After an extended spell away from the release schedule, Melbourne’s Low Monroe returns with Desire Limbs, a club-floor creeper dressed for a funeral and carrying enough perfume to make the undertaker suspicious. Mark Sergi’s latest song picks up the band’s noir post-punk instincts, then lets them roam through a room where every wine glass has the potential to be poisoned.
The bass moves with a stubborn, boot-dragging patience, giving Charlie Nimmo plenty of space to turn repetition into pressure. Finn Smith’s drums land in sharp bursts, less like accompaniment than a series of warning taps from the apartment upstairs. Jake Hohaia’s guitar spends much of the track complaining from the far corner before slicing forward in a jagged lead.
Sergi delivers the lyrics in a cool sprechstimme, hovering between confession and accusation. His voice glides above the rhythm while still sounding trapped inside it, which gives the song its central tension. The mood is sensual, though pleasure comes with paperwork, bruises, and perhaps a number you should block before breakfast.

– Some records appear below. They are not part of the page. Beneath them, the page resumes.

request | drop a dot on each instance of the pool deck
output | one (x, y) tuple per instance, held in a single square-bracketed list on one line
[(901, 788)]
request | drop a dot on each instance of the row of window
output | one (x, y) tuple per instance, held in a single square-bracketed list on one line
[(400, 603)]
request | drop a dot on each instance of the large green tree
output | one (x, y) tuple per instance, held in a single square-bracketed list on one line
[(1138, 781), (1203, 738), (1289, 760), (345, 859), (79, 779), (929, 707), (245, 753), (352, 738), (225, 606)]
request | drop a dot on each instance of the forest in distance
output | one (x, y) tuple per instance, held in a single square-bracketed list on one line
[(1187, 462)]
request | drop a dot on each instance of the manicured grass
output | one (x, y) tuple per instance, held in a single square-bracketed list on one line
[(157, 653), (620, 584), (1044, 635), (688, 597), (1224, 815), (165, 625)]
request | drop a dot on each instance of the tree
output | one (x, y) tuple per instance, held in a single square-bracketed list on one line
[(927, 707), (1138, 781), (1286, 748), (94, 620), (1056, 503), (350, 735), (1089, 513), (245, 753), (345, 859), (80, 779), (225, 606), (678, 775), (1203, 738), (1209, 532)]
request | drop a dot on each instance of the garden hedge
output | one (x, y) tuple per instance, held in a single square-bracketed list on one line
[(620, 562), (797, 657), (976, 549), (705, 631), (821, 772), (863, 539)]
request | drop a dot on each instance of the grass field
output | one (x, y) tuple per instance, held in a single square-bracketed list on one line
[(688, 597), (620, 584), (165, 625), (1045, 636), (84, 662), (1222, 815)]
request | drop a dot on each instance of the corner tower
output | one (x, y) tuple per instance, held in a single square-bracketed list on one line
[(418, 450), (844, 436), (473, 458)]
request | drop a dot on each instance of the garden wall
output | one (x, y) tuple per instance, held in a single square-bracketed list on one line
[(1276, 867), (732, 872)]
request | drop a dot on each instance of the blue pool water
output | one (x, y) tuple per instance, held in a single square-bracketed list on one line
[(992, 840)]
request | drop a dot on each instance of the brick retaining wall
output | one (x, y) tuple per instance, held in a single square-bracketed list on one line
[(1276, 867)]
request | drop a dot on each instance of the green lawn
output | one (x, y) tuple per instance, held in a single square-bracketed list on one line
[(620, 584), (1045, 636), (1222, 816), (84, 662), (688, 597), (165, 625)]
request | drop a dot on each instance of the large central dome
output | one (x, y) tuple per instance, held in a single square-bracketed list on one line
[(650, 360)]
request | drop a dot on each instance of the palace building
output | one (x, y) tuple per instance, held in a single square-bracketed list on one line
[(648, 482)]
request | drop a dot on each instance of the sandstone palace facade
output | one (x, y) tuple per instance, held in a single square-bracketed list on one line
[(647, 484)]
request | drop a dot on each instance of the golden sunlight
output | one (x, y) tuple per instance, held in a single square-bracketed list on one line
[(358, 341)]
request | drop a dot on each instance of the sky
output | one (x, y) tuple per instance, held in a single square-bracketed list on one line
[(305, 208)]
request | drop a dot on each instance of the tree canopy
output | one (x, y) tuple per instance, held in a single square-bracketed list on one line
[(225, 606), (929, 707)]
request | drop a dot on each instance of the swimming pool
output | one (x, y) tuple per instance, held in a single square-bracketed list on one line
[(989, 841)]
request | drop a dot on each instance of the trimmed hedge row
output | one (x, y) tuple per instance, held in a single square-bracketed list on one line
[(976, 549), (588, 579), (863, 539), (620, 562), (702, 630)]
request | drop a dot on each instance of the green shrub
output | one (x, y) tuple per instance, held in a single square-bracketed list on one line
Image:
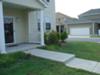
[(63, 36), (51, 38), (8, 59)]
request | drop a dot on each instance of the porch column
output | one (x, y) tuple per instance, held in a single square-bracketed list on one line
[(42, 27), (93, 28), (2, 37)]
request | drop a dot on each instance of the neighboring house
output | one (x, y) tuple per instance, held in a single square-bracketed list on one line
[(88, 24), (61, 22), (25, 21)]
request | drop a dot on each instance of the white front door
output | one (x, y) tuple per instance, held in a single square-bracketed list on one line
[(80, 31), (9, 30)]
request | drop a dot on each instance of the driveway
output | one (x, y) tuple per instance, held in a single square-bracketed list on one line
[(85, 39)]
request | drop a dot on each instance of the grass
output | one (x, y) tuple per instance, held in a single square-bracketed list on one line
[(86, 50), (38, 66)]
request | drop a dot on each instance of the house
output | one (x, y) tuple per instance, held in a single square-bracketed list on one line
[(88, 24), (61, 22), (25, 21)]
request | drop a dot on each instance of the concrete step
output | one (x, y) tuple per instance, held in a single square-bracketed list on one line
[(55, 56), (83, 64)]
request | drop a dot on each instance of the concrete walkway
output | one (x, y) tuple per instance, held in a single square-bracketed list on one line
[(68, 59), (55, 56), (97, 40)]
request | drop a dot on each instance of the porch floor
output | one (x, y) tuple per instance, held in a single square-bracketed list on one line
[(21, 47)]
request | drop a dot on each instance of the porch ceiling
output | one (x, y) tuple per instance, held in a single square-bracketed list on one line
[(24, 4)]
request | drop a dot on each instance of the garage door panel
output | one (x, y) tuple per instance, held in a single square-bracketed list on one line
[(79, 31)]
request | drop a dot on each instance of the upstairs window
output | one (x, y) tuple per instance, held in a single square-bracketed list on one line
[(48, 0)]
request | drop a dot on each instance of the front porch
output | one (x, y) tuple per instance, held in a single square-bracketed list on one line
[(19, 24)]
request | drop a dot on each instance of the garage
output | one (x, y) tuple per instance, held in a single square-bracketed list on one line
[(80, 31)]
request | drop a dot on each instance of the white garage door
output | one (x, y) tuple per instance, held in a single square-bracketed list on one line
[(80, 31)]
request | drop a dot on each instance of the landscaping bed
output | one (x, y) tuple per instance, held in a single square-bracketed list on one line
[(25, 64)]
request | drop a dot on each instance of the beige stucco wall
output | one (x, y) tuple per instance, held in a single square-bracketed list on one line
[(49, 14), (60, 18), (91, 17), (20, 23), (88, 25), (34, 33)]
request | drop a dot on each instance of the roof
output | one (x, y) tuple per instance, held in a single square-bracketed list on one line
[(78, 21), (58, 13), (64, 19), (91, 12)]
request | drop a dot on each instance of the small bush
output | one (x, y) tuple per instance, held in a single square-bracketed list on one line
[(63, 36), (8, 59)]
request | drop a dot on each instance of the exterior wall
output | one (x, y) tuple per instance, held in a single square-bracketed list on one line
[(20, 23), (49, 15), (60, 19), (91, 17), (26, 21), (89, 25), (27, 3)]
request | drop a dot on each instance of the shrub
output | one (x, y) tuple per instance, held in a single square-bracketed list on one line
[(63, 36), (8, 59), (51, 38)]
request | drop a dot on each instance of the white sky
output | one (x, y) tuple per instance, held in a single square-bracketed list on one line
[(75, 7)]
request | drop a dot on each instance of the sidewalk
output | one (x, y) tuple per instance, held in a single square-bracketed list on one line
[(68, 59)]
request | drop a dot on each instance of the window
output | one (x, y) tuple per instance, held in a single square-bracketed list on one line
[(48, 0), (38, 26), (48, 26)]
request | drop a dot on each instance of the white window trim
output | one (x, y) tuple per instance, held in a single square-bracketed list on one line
[(14, 34)]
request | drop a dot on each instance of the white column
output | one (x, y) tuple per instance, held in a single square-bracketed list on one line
[(42, 27), (93, 27), (2, 37)]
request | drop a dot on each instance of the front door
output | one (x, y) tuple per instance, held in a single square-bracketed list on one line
[(8, 27)]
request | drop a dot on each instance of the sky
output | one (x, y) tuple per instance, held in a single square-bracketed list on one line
[(75, 7)]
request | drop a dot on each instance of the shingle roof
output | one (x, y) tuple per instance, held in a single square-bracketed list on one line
[(91, 12)]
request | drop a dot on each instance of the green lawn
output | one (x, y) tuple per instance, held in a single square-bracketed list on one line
[(86, 50), (38, 66)]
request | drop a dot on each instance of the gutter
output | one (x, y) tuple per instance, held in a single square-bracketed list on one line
[(43, 3)]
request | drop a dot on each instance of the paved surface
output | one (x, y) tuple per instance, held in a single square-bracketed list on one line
[(56, 56), (85, 39), (68, 59), (21, 47)]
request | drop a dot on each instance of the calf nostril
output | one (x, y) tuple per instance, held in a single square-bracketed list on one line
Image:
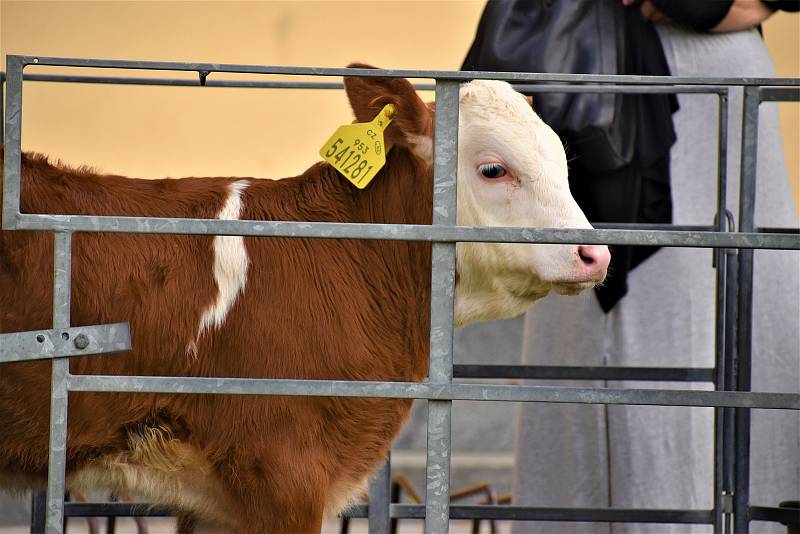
[(585, 256)]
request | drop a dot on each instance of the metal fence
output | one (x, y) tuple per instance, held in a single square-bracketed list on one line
[(731, 399)]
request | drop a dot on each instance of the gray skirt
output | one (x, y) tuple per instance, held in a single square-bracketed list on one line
[(661, 457)]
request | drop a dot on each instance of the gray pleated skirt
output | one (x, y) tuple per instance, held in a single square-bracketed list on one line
[(661, 457)]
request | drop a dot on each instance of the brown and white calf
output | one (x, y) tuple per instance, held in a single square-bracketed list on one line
[(274, 308)]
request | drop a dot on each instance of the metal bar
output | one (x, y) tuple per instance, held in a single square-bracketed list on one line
[(561, 372), (247, 84), (443, 276), (779, 94), (409, 232), (38, 511), (2, 100), (787, 516), (12, 144), (728, 453), (412, 511), (426, 390), (115, 509), (379, 499), (61, 342), (525, 513), (399, 73), (719, 328), (747, 194), (56, 467)]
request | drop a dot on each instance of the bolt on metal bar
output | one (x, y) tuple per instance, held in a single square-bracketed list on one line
[(398, 73), (61, 342), (445, 169), (56, 467), (747, 200)]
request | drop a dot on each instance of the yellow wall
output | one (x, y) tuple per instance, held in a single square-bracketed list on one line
[(153, 131)]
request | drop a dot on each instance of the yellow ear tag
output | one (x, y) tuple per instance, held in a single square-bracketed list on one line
[(358, 150)]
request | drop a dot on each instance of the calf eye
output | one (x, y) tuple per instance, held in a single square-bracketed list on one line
[(492, 171)]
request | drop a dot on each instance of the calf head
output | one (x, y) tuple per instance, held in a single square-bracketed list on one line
[(512, 171)]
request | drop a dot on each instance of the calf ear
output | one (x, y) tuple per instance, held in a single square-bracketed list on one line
[(412, 125)]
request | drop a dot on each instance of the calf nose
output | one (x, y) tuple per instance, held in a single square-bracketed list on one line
[(594, 260)]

Here, Desire becomes awkward anatomy, a set of arms reaching for contact while the rest of the body recoils. Low Monroe treats attraction as a minor crime scene, complete with motives, fingerprints, and one witness who keeps changing his story. The Old Hollywood influence remains clear, though the band has dragged the camera into a basement club where the cigarettes cost twenty dollars and the detective has misplaced his hat. Underneath the menace, there is also a dry theatrical wink: this is music aware of its black gloves, yet committed enough to wear them indoors without apologizing to any furniture.
“Desire Limbs explores an ugly silhouette of vulnerability and repulsion,” he says.
Recorded by Low Monroe in an undisclosed location, with Andrew Huhtanen McEwan handling mixing and mastering, the track carries a close, boxed-in quality that suits its unease. Nothing sprawls because each element presses against the next, creating a slow compression that peaks when Hohaia’s guitar tears across the arrangement. The fade-out offers no grand resolution; the song simply withdraws, leaving the room slightly colder and the listener checking the locks.
As a return, Desire Limbs feels precise and hungry. It preserves the theatrical menace associated with Low Monroe while suggesting a leaner, more physical direction. Fans of Model/Actriz, Dirty Beaches, Joy Division, and Suicide will recognize the family resemblance, though Sergi and company bring their own crooked grin to the reunion photo. Low Monroe is back, and apparently nobody thought to hide the good knives.
Catch Low Monroe live on July 30th at The Last Chance in Melbourne.